Persistent gaps between high-resource and low-resource languages in XNLI highlight fundamental challenges in multilingual representation learning:

• Despite advances in corpus curation, translation artifacts and label projection errors remain a core limitation for truly robust cross-lingual evaluation (Agrawal et al., 2024).
• Modern prompt-based and meta-learning methods outperform traditional fine-tuning, but their gains are bounded by the intrinsic quality of the source–target mapping and the representational depth of the underlying encoder (Zhou et al., 2022, Nooralahzadeh et al., 2020).

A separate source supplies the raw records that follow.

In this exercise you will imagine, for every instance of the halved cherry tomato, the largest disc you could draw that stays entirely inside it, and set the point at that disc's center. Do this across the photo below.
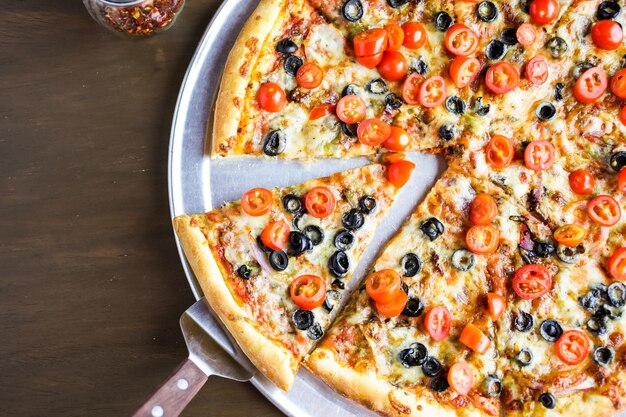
(537, 70)
(395, 37)
(373, 132)
(310, 75)
(617, 264)
(414, 35)
(581, 182)
(496, 304)
(463, 69)
(399, 172)
(482, 239)
(604, 210)
(499, 151)
(570, 235)
(271, 97)
(461, 378)
(543, 11)
(383, 286)
(539, 155)
(461, 40)
(257, 201)
(475, 339)
(483, 209)
(320, 202)
(438, 322)
(351, 109)
(573, 347)
(532, 281)
(590, 85)
(501, 78)
(308, 291)
(433, 91)
(526, 34)
(618, 83)
(393, 66)
(607, 34)
(411, 88)
(320, 111)
(370, 42)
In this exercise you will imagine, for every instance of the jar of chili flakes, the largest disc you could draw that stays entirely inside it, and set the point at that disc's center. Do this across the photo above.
(135, 17)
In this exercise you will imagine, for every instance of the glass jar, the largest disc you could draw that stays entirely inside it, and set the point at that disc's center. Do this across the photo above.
(135, 17)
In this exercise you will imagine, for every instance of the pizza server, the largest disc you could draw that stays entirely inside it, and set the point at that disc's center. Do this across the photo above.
(206, 357)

• Language-specific neuron manipulation in LLMs does not independently improve XNLI transfer, highlighting the strongly entangled nature of multilingual representations (Mondal et al., 21 Mar 2025).
• Evaluation on natively constructed test sets—devoid of translation artifacts—reduces the translate-train vs zero-shot gap and exposes models' true cross-lingual generalization (Heredia et al., 2024).
• Best practices recommend human validation, rigorous error analysis, structured data augmentation, and, where feasible, accumulation of small natively-annotated NLI data for each language, rather than exclusive reliance on machine-translated resources (Hu et al., 2021, Aggarwal et al., 2022).

Ongoing and future research involves expanding XNLI to additional languages, integrating more robust QC into dataset construction and evaluation, leveraging more expressive pretraining objectives and adapters, and developing analytic tools to monitor and better understand cross-lingual generalization and its failure modes at scale.